Third, building effective customer confidence in systems which do not base on
traditional currency, and even in anonymous markets which are vastly different
from known economical systems, is crucial. Despite the probably vehement
opposition by established media/government authorities, honest business/
technology/media pioneers must propagate the honest facts and show how the
goal of markets with full choice, privacy and freedom leads to the greatest
net benefits for essentially everyone. High efforts and much care are also
required for designing business solutions around the basic concepts that
are comfortable, usable and appealing from the start, in order to create
a large base of customers/businesses which broadly use and thereby support the
bartering and anonymity features of a project, and with that, contribute to
its decentralized infrastructure. Such approaches require fast, dynamic and
highly adaptive strategies which balance between trial-and-error strategies,
and integrated trust/confidence-building strategies from the very beginning.

The different aspects of a business venturing into a free-market building
project in areas of finance, trust services, trade services, internet
services, communication, and so on, include at least: technical (mostly
internet software, cryptography and pki, network software, website interfaces,
user interfaces, secure payment applications, interfaces to existing
e-commerce systems); funding (fund raising and investment, currency systems
design, currency stability, user fees, price monitoring, capital management,
offshore management, general accounting); advertisement and marketing
(promotion and press handling, legal issues and court battles, if necessary
also against slander, business plan design, confidence and trust building,
mass distribution, quality assurance and ease of use for user applications,
marketing strategies, perhaps introducing Neo-Tech memes, business contacts);
art and business image (website design, user application design, quality for
user-friendlyless, ease of use and general appearance of software and offline
systems, corporate identity, press contacts/protection from press slander);
economics (wide-scope level infrastructure design, testing and building;
establishment of local communities, trials and test deployments of projects).

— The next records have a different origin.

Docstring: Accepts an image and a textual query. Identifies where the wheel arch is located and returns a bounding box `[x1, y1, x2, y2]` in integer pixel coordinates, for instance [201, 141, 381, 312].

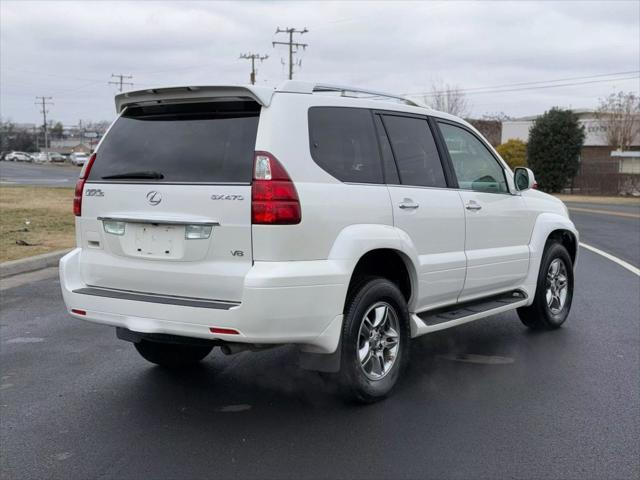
[545, 228, 578, 264]
[343, 248, 417, 310]
[329, 224, 418, 309]
[523, 212, 580, 301]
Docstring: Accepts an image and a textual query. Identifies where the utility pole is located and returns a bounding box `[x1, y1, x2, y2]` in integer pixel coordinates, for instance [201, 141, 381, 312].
[238, 53, 269, 85]
[109, 73, 133, 92]
[35, 97, 53, 153]
[271, 27, 309, 80]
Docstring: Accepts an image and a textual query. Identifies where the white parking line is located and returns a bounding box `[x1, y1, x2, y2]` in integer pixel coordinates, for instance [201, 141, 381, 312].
[580, 242, 640, 277]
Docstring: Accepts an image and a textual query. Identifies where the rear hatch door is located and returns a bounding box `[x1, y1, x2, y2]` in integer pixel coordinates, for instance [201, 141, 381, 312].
[76, 100, 261, 301]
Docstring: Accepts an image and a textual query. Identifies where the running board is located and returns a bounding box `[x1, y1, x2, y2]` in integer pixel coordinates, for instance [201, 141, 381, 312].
[411, 290, 528, 337]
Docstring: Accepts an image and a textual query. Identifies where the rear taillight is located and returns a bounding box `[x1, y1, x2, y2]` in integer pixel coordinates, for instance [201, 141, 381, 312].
[73, 153, 96, 217]
[251, 152, 302, 225]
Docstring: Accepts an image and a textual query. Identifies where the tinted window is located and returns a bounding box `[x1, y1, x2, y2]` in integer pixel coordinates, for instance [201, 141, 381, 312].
[375, 115, 400, 185]
[89, 102, 260, 183]
[384, 115, 447, 187]
[439, 123, 509, 193]
[309, 107, 382, 183]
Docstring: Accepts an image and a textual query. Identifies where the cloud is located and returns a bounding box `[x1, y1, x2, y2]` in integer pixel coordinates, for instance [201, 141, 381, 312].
[0, 1, 640, 124]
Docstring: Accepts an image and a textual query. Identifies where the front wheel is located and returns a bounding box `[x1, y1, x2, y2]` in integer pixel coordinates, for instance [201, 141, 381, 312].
[518, 242, 573, 330]
[339, 278, 411, 403]
[134, 340, 213, 368]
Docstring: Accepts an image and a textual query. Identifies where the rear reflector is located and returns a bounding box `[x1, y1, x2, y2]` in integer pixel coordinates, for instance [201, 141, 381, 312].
[73, 153, 96, 217]
[209, 327, 240, 335]
[251, 152, 302, 225]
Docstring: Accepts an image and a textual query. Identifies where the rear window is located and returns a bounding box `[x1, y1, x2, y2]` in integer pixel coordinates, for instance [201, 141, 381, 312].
[309, 107, 383, 183]
[88, 101, 260, 183]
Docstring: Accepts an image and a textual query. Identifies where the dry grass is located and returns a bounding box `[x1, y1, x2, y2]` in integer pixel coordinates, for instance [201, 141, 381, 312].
[0, 186, 75, 262]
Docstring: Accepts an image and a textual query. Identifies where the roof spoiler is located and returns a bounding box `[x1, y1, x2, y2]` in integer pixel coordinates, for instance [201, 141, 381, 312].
[115, 85, 274, 113]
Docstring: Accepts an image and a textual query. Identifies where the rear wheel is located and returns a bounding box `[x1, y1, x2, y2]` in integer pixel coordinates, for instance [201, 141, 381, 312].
[339, 277, 410, 403]
[134, 340, 213, 368]
[518, 242, 573, 330]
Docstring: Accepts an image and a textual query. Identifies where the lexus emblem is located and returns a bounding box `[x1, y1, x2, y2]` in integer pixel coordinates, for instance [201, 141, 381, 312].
[147, 190, 162, 207]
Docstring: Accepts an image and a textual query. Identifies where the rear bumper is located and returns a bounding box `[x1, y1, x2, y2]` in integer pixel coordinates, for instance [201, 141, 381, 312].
[60, 248, 349, 353]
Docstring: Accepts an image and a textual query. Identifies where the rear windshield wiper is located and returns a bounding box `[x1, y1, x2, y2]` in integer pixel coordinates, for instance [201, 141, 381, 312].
[102, 171, 164, 180]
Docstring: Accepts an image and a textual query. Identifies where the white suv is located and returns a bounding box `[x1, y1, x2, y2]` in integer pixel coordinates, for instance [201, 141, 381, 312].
[60, 81, 578, 401]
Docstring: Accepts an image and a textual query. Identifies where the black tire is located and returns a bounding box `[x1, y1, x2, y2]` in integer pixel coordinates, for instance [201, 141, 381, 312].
[338, 277, 411, 403]
[134, 340, 213, 368]
[518, 242, 573, 330]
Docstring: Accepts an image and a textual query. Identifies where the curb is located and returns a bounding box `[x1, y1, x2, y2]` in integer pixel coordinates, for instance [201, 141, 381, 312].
[0, 250, 71, 278]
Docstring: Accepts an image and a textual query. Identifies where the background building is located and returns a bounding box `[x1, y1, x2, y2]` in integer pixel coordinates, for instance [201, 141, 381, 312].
[501, 110, 640, 196]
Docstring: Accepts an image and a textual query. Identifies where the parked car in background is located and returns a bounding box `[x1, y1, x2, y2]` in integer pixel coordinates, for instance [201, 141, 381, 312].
[69, 152, 89, 167]
[49, 152, 66, 162]
[35, 152, 65, 163]
[5, 152, 33, 162]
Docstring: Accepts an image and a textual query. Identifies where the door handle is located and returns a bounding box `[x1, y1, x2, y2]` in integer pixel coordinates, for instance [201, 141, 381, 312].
[398, 200, 420, 210]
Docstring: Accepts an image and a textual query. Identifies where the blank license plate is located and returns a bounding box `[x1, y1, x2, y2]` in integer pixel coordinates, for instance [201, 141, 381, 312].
[135, 224, 184, 257]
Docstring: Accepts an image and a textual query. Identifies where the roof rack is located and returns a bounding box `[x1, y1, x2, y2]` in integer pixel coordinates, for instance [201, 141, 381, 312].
[276, 80, 428, 108]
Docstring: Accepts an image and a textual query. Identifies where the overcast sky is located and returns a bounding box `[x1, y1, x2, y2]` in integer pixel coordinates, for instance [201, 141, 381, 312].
[0, 0, 640, 125]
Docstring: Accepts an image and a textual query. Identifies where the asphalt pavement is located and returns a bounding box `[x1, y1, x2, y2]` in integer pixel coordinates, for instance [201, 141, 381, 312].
[565, 202, 640, 268]
[0, 201, 640, 480]
[0, 161, 80, 187]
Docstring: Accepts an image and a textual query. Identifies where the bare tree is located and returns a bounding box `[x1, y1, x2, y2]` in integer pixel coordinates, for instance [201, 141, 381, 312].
[596, 92, 640, 150]
[424, 81, 469, 117]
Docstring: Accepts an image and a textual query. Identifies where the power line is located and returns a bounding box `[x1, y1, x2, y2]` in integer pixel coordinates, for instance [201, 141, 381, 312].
[108, 73, 133, 92]
[238, 53, 269, 85]
[404, 70, 640, 96]
[35, 97, 53, 152]
[271, 27, 309, 80]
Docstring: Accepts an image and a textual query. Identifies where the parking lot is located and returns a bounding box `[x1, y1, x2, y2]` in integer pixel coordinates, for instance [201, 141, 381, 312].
[0, 161, 80, 187]
[0, 197, 640, 479]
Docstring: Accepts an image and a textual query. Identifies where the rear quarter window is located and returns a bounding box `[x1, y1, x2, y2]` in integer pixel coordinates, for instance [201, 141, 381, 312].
[88, 101, 260, 183]
[309, 107, 383, 183]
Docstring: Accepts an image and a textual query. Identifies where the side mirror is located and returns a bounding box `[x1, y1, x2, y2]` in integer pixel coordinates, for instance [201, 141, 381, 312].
[513, 167, 538, 192]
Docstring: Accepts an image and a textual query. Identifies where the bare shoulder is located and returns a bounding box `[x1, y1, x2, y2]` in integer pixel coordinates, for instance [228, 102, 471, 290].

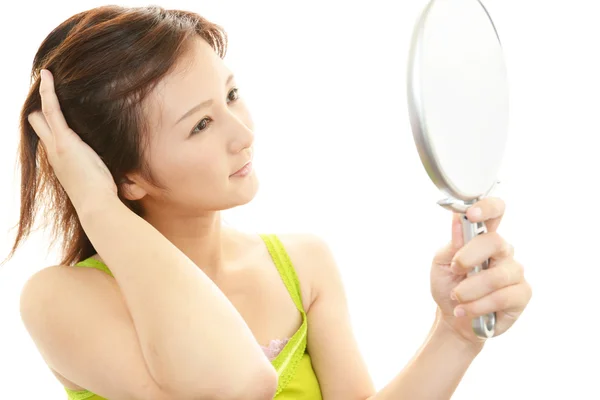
[20, 265, 117, 318]
[278, 233, 340, 312]
[20, 265, 164, 399]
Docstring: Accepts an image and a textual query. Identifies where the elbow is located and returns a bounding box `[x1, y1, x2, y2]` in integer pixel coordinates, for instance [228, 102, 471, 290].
[163, 359, 278, 400]
[214, 359, 279, 400]
[227, 363, 278, 400]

This publication ends here, after having provided much practical, action-mode
business information, possible strategies, caveats and solutions, and
wide-scope viewpoints on society in respect of a free trade project. What you
make of that knowledge, individually, or as entrepreneur, is up to you.

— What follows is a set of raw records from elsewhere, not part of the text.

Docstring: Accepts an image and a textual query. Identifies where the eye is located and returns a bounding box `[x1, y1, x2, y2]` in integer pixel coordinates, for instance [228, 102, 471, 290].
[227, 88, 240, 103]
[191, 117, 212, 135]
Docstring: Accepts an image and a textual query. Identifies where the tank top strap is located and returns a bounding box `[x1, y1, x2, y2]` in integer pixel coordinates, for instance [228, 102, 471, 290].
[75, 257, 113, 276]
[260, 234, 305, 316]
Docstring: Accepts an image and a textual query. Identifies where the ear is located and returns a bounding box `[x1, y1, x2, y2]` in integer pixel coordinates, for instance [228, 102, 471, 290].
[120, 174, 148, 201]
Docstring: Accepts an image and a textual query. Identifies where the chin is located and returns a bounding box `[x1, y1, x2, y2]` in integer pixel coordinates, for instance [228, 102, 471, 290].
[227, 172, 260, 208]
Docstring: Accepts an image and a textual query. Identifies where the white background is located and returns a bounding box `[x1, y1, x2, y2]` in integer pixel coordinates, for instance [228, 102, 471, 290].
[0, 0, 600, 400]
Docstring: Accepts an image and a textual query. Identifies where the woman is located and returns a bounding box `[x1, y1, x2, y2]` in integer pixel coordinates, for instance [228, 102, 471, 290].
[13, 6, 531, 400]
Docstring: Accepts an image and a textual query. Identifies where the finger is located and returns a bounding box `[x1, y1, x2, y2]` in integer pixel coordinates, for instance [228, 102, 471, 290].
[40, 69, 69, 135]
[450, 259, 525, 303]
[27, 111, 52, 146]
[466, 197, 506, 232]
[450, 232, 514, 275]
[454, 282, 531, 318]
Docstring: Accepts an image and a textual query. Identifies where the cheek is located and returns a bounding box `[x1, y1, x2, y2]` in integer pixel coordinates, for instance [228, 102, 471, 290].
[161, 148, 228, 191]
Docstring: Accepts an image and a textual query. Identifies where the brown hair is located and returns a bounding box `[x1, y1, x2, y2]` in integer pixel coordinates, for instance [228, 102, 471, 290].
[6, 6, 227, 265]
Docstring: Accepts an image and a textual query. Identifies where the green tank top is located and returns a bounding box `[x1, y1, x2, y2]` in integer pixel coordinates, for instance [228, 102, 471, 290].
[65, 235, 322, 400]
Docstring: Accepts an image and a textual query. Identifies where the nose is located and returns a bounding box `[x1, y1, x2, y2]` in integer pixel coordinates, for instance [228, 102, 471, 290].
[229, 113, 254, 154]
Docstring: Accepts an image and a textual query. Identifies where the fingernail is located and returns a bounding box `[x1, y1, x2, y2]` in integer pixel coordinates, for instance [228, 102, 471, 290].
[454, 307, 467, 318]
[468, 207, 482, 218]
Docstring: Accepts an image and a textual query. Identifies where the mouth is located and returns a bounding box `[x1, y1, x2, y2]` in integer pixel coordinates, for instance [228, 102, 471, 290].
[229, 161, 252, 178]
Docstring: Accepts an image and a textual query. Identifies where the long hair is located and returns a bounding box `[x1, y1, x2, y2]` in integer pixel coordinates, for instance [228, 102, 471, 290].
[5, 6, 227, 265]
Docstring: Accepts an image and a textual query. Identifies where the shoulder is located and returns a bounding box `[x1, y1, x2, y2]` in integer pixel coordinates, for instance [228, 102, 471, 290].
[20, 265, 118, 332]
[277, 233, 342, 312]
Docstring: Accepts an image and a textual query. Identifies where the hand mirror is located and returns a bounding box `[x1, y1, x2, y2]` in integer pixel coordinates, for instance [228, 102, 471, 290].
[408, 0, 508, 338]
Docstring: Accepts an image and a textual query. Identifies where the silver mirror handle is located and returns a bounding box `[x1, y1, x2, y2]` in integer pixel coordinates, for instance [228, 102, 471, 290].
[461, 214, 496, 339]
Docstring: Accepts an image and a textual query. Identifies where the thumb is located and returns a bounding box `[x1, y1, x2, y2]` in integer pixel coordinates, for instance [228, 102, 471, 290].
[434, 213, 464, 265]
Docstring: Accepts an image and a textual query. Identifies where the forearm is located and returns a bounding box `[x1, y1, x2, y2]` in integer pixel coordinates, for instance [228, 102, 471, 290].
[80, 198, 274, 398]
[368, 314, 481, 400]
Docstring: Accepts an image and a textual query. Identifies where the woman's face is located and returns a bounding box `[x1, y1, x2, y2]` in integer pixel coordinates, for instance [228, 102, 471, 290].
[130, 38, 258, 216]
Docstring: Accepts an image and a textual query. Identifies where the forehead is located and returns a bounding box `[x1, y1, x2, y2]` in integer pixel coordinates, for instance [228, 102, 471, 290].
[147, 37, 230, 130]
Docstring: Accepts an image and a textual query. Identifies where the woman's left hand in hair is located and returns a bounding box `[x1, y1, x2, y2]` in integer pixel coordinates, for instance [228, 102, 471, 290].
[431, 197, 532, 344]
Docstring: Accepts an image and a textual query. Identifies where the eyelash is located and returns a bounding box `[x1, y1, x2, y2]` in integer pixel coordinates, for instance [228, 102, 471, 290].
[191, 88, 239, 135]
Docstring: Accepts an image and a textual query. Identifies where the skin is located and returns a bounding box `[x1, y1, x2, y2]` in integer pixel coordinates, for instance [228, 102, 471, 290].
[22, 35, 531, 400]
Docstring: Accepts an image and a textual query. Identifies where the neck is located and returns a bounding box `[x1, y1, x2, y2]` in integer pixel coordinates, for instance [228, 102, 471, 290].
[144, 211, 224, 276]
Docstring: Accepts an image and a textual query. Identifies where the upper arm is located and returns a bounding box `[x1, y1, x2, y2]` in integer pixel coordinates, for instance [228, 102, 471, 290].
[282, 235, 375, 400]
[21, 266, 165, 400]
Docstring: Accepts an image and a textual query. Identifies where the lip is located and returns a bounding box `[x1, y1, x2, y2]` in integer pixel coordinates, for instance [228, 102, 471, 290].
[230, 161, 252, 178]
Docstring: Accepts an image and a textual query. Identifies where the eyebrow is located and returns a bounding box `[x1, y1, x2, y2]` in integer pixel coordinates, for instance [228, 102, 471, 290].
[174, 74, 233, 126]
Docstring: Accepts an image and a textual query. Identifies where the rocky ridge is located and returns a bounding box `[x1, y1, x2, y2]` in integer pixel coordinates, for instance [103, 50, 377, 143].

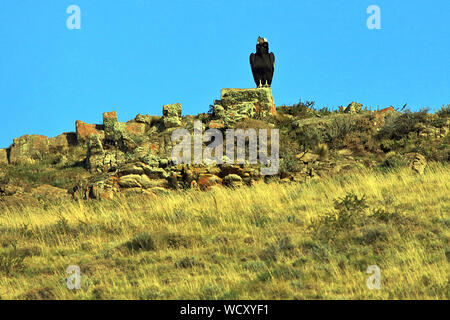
[0, 88, 449, 199]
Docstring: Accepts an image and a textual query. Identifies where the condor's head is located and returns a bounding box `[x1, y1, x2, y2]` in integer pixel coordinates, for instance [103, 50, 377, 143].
[256, 37, 269, 55]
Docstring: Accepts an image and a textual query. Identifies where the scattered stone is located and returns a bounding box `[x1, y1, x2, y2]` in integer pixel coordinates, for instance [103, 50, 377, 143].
[9, 134, 49, 164]
[119, 174, 150, 188]
[344, 102, 363, 114]
[406, 153, 427, 174]
[163, 103, 181, 128]
[208, 120, 225, 129]
[75, 120, 105, 144]
[223, 174, 243, 188]
[32, 184, 70, 199]
[297, 152, 319, 163]
[0, 184, 23, 196]
[198, 174, 222, 190]
[48, 132, 77, 154]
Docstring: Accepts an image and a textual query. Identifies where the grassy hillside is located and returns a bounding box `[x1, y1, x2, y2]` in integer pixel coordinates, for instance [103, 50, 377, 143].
[0, 163, 450, 299]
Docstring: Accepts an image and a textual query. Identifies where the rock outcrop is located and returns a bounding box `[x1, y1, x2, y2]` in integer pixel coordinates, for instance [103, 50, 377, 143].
[0, 88, 450, 200]
[210, 88, 276, 128]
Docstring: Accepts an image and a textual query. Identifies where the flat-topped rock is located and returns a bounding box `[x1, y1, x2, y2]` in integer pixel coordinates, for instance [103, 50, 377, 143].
[214, 88, 276, 126]
[9, 134, 49, 164]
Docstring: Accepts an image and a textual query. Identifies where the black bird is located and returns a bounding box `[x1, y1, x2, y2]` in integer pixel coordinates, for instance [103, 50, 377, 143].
[250, 37, 275, 88]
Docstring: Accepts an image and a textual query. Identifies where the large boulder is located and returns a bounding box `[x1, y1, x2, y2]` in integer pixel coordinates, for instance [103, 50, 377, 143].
[0, 149, 9, 164]
[119, 174, 155, 189]
[9, 134, 49, 164]
[75, 120, 105, 144]
[406, 152, 428, 174]
[163, 103, 181, 128]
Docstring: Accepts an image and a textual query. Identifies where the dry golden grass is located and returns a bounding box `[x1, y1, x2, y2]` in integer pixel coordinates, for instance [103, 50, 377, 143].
[0, 164, 450, 299]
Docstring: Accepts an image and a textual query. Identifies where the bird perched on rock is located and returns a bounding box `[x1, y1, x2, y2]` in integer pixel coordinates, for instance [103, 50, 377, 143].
[250, 37, 275, 88]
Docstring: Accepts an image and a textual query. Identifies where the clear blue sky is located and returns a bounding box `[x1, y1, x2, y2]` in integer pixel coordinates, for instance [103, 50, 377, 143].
[0, 0, 450, 147]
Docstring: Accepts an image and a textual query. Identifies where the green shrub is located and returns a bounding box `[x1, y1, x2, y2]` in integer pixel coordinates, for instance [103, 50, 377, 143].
[436, 104, 450, 118]
[377, 109, 429, 140]
[125, 233, 156, 251]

Independent economy means independence from criminal politics, regardless of
what anyone else thinks, says, or does. Try extrapolating that potential
and integrating it with different wide-scope effects.

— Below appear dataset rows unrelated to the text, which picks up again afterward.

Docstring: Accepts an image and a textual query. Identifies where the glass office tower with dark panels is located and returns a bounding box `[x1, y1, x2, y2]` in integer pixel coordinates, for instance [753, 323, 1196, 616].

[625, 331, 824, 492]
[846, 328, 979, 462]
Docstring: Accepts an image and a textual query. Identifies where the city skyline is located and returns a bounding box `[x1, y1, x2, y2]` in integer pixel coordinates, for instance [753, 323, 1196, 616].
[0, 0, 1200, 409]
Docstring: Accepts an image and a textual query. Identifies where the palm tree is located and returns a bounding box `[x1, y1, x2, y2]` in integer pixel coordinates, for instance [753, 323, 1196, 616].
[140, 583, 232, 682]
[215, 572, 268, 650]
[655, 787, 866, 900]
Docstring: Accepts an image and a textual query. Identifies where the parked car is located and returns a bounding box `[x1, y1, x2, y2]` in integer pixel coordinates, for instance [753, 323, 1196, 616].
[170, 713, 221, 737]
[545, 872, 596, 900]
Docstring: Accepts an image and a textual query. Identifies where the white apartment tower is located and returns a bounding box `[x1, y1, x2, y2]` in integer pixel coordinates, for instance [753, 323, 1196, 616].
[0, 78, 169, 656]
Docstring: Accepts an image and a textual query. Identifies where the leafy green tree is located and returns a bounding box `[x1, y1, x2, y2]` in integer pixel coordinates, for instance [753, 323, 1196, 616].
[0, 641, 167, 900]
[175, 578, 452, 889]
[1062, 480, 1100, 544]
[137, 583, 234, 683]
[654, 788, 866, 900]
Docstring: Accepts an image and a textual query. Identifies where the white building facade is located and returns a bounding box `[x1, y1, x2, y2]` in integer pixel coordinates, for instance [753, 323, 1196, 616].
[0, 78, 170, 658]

Independence means freedom to create. Efficient value production means
increasing efficiency in any areas of business, especially new technology
and applied science, including communication, medicine and publishing. Your
own efforts count and can effect changes. Realize that anyone investing his
or her efforts into the first, most basic steps toward secure routes to
business freedom can profit enormously. The achievement of a free trade
project is up to individual actions. In any case, it will eventually be
achieved, and the speed and the specific routes that are going to be taken
are simply undetermined, open opportunities, waiting to be seized.